DR MUMTAZ ANWAR CHOUDHRY - Pakistan’s economy is primarily agro-based and is the largest employer, absorbing almost 43% of the total population and contributing 19.82% to the country’s GDP. In it, Punjab plays a vital role as it contributes 55% to the national economy.

For overall economic growth, Punjab plays a vital role as agriculture is a mainstay for the province’s economy. According to leading economist Dr Hafeez Ahmed Pasha, “70% of Punjab’s industry is agro-based, 50% of the wholesale and retail trade is based on agricultural commodities. Similarly, 60% of the transport movement relates to agricultural commodities. So, overall the agriculture has a 45% role directly or indirectly in Punjab economy.”

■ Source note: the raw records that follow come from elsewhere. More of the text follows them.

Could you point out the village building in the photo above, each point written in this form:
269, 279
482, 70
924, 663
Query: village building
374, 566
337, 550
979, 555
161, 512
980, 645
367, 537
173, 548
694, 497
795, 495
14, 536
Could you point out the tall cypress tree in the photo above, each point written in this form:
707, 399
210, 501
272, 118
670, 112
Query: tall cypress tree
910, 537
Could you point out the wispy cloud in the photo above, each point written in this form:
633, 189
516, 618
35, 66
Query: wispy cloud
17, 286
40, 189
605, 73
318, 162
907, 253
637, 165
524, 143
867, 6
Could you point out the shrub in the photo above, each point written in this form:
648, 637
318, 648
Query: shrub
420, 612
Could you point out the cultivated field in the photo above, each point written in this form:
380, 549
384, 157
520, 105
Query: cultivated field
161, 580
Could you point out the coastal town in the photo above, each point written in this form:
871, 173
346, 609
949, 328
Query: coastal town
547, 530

As per the ESP 2015-16, the agriculture sector provides employment to 42.3% of the country’s total labor force while in Punjab it provides employment to 43.5% of the people in the province, and to more than 61 % in the rural areas.

Moreover, 68% of Punjab’s population is rural based, according to the Punjab Development Statistics of 2016. Hence growth in the agriculture sector is a necessary precursor both for the economic growth in the province and for rural development. This is according to Punjab Economic Report 2017 (PER) which was launched by the Punjab Economic Research Institute (PERI).

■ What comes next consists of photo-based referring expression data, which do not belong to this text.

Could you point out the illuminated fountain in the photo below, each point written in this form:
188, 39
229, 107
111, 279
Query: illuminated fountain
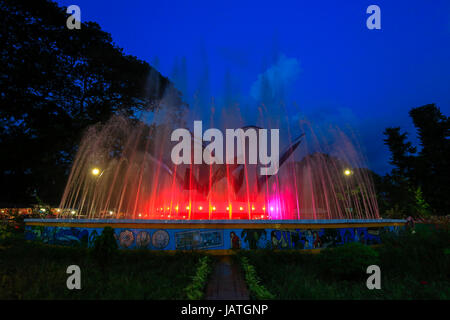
123, 177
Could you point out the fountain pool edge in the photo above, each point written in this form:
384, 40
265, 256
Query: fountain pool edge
214, 236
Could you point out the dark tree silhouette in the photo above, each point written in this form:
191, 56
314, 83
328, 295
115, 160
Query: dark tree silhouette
426, 170
55, 82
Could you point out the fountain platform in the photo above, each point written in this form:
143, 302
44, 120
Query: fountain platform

The report states, “Recent performance of the sector has not been encouraging. Between 2010 and 2015, per hectare yield of wheat in Punjab has dropped, whereas the yields of rice and cotton have not shown any significant improvement (Punjab Development Statistics, 2016). As compared to 2014-2015, all crop subsectors in Pakistan (important crops, other crops and cotton ginning) registered negative growth rates in 2015-2016 whereas the textile sector, which constitutes majority of the country’s exports, registered a negative growth rate of 8.2 % in 2016 as compared to the preceding fiscal year (Pakistan Economic Survey, 2015). This reflects poor performance in Punjab’s agriculture sector that had a production share of more than 50% in all major crops (with that of wheat being 76.9% and of cotton being 73.6 % in 2015). The total cropped area in Punjab has also dropped between 2004-2005 and 2013-2014.”

The sector’s lagging performance can be accounted to various factors. Higher cost of production combined with the effects of climate change has played a significant role in decreasing the agriculture output.

While, Punjab government is currently taking different initiatives to boost the agriculture sector, experts at PERI believe that technology can play a vital role in the development of this sector.

“In today’s world, technology is specifically being developed to cater to the agriculture sector with its primary focus on assisting farmers in increasing production output”, stated Director PERI, Dr Mumtaz Anwar. “For a country like Pakistan where the challenges are immense, information and communication technologies (ICT) in agriculture can offer effective solutions.”

The Punjab government, in an effort to resolve the issues faced by farmers, is slowly integrating ICT. According to Punjab Agriculture Department, they are utilizing all modes of ICT that include social and digital media platforms, broadcast and print media as well as telephone landlines.

Even The Punjab Growth Strategy which was specifically formulated to ascertain developmental goals along with a comprehensive roadmap aims to adopt ICT. The strategy outlines several areas where ICT adoption can be beneficial. These consist of inclusive development, farmer-centric service delivery, enhance productivity and private sector led growth.

According to the Punjab Economic Report, the government has undertook several initiatives to push the agriculture sector in this direction that include the farmer-targeted subsidies through the Kissan card, encouraging the private sector to participate in wheat procurement by announcing that wheat procurement will be brought down to 1 million tonnes from 5 million tonnes and encouraging the use of ICT based solutions by floating interest-free loans to poor farmers disbursed through an online portal.

If successful, it can help farmers who consider themselves ‘information deprived’ make informed decisions by receiving relevant technical information. Moreover, major crop failures due to extreme weather can also be minimized as technical sophistication has made forecasting techniques more reliable. Farmers can get connected to a wide network where they can interact and exchange ideas. Moreover, they can get in touch with potential buyers on their own as well as avail mobile banking and government programmes that will ultimately result in decreased production cost. On a larger scale, specialized applications can be used to increase productivity and effectively manage farm operations. 

On a government level, monitoring of different agri projects will be made easier as well as they can stay connected with farmers, acquiring pertinent information right from the source. This would not only help identify specific problems but close the communication gap that exists between research departments and farmers. Researchers would be able to acquire first-hand, critical information that will help them in solving critical issues.

In conclusion, ICT tools have the potential to revolutionize the agricultural sector. However, for it to be effective, a comprehensive policy framework needs to be implemented.